Caroline Denervaud
1ère Exposition personnelle en France
Du 22 Mars au 22 Mai 2019
Commissariat : Emmanuelle Oddo
Les mots du Commissaire
En 1964, André Breton écrivait à propos d’Alechinsky « Ce que je goûte le plus dans l’art est ce que vous détenez, ce pouvoir d’enlacement des courbes, ce rythme de toute évidence organique, cet heureux abandon de femme que vous obtenez des couleurs, de la lumière ». En 2019, on pourrait prêter ces mots à l’œuvre vibrante de Caroline Denervaud.
Dans le contexte artistique contemporain, qui a fait des avants-gardes un nouveau classicisme, les peintures de Caroline nous ramènent à l’Ecole de Paris d’après guerre. En effet, comment ne pas voir dans son travail une réminiscence de l’abstraction lyrique de Serge Poliakoff, ou encore des conversations qu’entretenait Maurice Estève avec ses toiles ?
Chez eux comme chez elle, aucune image préétablie, aucune forme souhaitée a priori. La primauté est donnée au dialogue infini qu’entretiennent le geste et la couleur. A l’heure de l’éphémère et du pastiche, si l’on décidait de juger l’âme d’une œuvre d’art à son degré d’incarnation, la sincérité de Caroline Denervaud ne ferait nul doute : chacun de ses gestes répond à un besoin inné, absolu et impérieux, si bien qu’il lui est impossible de tricher.
C’est pourquoi, à la regarder peindre, l’envie nous prend d’abord de parler de ses mouvements, de l’implication du corps dans son processus de création. Ses traces et vidéos auto-filmées, déjà présentées chez Double V début 2018, documentent des performances dansées - mais jamais chorégraphiées - où les gestes de l’artiste se balancent de l’intrinsèque à l’extrinsèque, pour finalement accoucher de tracés d’une intense ferveur à la surface du papier.
Dans la nouvelle série présentée aujourd’hui, l’importance de la couleur rejoint celle du geste pour ouvrir de nouveaux horizons picturaux. Car comme le rappelait parfaitement Poliakoff, « il ne faut pas oublier que chaque forme a deux couleurs : l’une intérieure, l’autre extérieure ». La gamme chromatique donne désormais le ton, portée à son paroxysme par l’artiste en proie à son imagination, abandonnant les références au monde extérieur pour créer son propre univers et s’acheminer vers l’abstraction pure.
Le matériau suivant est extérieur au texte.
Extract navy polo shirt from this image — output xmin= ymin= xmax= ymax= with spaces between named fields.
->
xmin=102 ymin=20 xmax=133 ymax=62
En résulte un monde en perpétuelle mutation, où l’image jaillit de la palette.
Des formes et des couleurs « qui nous troublent et nous émeuvent comme seuls peuvent le faire tous les signes poétiques qui font allusion à ce profond monde enseveli en nous, tel une seconde nature ». Charles Estienne, Denervaud te salue.